Deux temps fort éloignés s’y conjuguent : celui de l’auteure et de son bel aujourd’hui et celui qui l’inspire : Enheduanna, la belle princesse et poétesse mésopotamienne considérée comme le premier auteur de l’histoire humaine.
Elle a écrit des centaines de poèmes dont ceux dédiées à la déesse Ishtar et qui représentent des hymnes d’amour érotique d’une femme envers une autre femme.
A partir de ce lieu premier, Denise Le Dantec a transformé un domaine de l’éther en un monde plus vernaculaire sans rien y sacrifier.
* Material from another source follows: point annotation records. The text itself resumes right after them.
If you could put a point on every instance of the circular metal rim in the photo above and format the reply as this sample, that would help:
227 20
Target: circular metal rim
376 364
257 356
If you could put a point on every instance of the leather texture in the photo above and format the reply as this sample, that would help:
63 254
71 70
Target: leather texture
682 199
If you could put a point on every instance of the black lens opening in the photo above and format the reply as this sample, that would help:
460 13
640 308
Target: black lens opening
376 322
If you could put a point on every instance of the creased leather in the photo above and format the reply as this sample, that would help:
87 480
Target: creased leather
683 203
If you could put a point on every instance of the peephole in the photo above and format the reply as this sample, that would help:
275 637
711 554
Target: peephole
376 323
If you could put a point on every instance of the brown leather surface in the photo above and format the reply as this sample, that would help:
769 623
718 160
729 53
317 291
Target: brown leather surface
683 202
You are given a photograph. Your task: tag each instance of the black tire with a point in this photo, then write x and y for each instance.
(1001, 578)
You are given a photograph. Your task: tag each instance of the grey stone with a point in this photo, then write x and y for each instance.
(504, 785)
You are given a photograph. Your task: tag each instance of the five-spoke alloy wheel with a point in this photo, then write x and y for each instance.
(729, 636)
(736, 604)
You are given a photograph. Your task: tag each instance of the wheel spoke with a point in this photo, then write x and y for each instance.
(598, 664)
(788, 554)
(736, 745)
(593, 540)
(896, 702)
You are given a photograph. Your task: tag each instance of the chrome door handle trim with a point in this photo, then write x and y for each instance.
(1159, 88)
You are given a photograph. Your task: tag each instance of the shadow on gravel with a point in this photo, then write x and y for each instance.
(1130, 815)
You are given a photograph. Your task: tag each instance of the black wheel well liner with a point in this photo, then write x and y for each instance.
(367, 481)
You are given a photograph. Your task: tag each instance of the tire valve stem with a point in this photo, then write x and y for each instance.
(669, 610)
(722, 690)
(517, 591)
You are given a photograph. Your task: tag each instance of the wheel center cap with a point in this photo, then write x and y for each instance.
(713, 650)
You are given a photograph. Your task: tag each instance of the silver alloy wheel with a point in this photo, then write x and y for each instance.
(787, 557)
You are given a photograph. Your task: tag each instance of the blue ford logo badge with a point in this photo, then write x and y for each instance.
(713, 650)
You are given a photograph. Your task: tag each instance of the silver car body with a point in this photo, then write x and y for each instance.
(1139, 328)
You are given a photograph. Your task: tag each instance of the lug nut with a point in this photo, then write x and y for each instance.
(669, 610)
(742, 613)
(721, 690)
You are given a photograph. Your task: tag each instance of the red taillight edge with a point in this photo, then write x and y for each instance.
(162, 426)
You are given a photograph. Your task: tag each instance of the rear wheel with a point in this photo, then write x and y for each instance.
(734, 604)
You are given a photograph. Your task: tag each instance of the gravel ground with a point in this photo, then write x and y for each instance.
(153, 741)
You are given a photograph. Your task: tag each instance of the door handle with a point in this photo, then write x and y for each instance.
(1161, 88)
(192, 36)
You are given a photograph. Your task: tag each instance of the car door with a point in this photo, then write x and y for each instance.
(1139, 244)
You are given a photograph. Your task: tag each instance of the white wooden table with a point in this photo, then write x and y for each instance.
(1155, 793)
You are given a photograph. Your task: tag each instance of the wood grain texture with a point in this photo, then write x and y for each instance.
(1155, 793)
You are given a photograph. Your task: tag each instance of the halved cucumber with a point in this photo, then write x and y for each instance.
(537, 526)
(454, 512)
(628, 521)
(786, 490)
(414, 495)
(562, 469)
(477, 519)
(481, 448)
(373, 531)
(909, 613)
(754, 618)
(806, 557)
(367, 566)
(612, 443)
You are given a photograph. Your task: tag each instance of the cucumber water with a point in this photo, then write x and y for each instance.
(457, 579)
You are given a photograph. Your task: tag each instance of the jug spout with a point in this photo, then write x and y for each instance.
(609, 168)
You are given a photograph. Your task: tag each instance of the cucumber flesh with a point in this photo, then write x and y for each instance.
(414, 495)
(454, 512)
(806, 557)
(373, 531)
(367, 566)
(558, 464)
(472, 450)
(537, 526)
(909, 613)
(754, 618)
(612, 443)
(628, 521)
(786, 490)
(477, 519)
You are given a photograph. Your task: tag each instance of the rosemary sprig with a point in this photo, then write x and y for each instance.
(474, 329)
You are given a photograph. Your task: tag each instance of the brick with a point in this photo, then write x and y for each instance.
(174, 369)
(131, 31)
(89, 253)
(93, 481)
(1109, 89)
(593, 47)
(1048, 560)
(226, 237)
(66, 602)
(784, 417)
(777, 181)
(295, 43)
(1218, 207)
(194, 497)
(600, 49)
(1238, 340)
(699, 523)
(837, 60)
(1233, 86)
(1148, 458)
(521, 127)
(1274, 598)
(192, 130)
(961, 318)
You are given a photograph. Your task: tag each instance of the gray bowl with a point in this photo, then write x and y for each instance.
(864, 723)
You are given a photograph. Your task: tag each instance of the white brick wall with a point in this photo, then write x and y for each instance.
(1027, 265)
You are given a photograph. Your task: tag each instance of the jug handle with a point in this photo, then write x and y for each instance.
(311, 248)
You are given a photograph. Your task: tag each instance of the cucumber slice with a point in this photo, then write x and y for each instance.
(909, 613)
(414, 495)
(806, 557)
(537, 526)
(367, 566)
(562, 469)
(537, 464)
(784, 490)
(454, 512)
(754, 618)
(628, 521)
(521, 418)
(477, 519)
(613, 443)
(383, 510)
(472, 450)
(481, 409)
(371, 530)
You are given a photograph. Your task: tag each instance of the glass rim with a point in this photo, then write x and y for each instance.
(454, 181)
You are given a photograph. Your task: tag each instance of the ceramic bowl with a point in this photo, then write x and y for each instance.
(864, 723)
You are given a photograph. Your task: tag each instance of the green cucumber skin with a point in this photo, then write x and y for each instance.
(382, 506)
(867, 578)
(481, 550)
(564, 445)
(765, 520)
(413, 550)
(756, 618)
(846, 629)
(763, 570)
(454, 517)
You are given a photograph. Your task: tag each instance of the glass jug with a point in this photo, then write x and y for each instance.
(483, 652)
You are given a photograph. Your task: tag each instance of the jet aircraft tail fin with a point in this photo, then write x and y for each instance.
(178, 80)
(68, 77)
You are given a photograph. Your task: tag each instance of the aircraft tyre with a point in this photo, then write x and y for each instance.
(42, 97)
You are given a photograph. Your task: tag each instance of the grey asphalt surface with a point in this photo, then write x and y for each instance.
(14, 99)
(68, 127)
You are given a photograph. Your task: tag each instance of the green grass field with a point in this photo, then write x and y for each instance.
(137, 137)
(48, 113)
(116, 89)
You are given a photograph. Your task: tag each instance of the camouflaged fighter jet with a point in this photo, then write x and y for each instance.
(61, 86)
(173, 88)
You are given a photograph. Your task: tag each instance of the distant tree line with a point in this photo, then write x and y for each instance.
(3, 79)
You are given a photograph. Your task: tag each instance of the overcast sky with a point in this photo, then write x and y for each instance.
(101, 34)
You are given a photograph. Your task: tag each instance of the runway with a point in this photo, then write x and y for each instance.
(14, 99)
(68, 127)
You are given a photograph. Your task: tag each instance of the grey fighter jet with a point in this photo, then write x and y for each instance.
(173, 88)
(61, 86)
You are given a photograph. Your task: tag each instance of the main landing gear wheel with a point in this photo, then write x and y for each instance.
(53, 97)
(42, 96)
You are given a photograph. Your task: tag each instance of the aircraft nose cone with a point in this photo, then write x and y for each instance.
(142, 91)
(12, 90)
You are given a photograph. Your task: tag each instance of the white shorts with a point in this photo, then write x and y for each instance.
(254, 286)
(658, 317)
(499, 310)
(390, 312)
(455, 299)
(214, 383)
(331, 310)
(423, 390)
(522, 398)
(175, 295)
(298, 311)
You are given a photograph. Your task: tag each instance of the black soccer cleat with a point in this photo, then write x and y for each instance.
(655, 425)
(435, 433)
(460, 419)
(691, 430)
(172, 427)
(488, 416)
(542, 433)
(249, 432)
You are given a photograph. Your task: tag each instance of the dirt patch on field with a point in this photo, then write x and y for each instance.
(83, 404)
Par une douceur allusive érotique, l’auteure y parle à plusieurs voix entre un “femme à la robe violette” et celle qui “met du rouge à la lèvre du cosmos” au sein d’un univers végétal énigmatique et prégnant.
Exit le minéral, les réalités botaniques sont décrites sous bien des aspects et elles font le jeu d’une exhaustivité où les fleurs (mais aussi la faune) en jouxtent d’autres dans une poésie toujours discrète.
Ici et en de tels décors, “l’amour n’est pas du corps / mais des corps”. Il sert à faire l’amour partout, partout même sur “les phrases oubliées d’un livre qui se déchire sans bruit de papier”. Tout est léger, subtil, tendre, infiniment intelligent et précieux.
Denise le Dantec comprend et vit parfaitement les horizons de l’éros mais tout est dit comme en suspension, selon une lumière qui se refuse à être un simple éclairage.
Cela fait penser parfois à Paul Celan en ce livre qui devient néanmoins plus nuée que brouillard par un jeu complexe de montages afin que l’amour “joue”.
Une citation résume un tel voyage au sein des mots et pour que, d’une certaine manière, ils se fondent dans l’extase : “Nous n’appartenons pas à la culture / Nous sommes des couchers de soleil”.
jean-paul gavard-perret
Denise Le Dantec, Enheduanna, la femme qui mange les mots, Atelier de l’Agneau, 2021, 32 p. — 20,00 €.
Magnifique comme les couchers de soleil dont JPGP sait si bien mettre les bonnes couleurs pour éblouir les lecteurs de ses chroniques.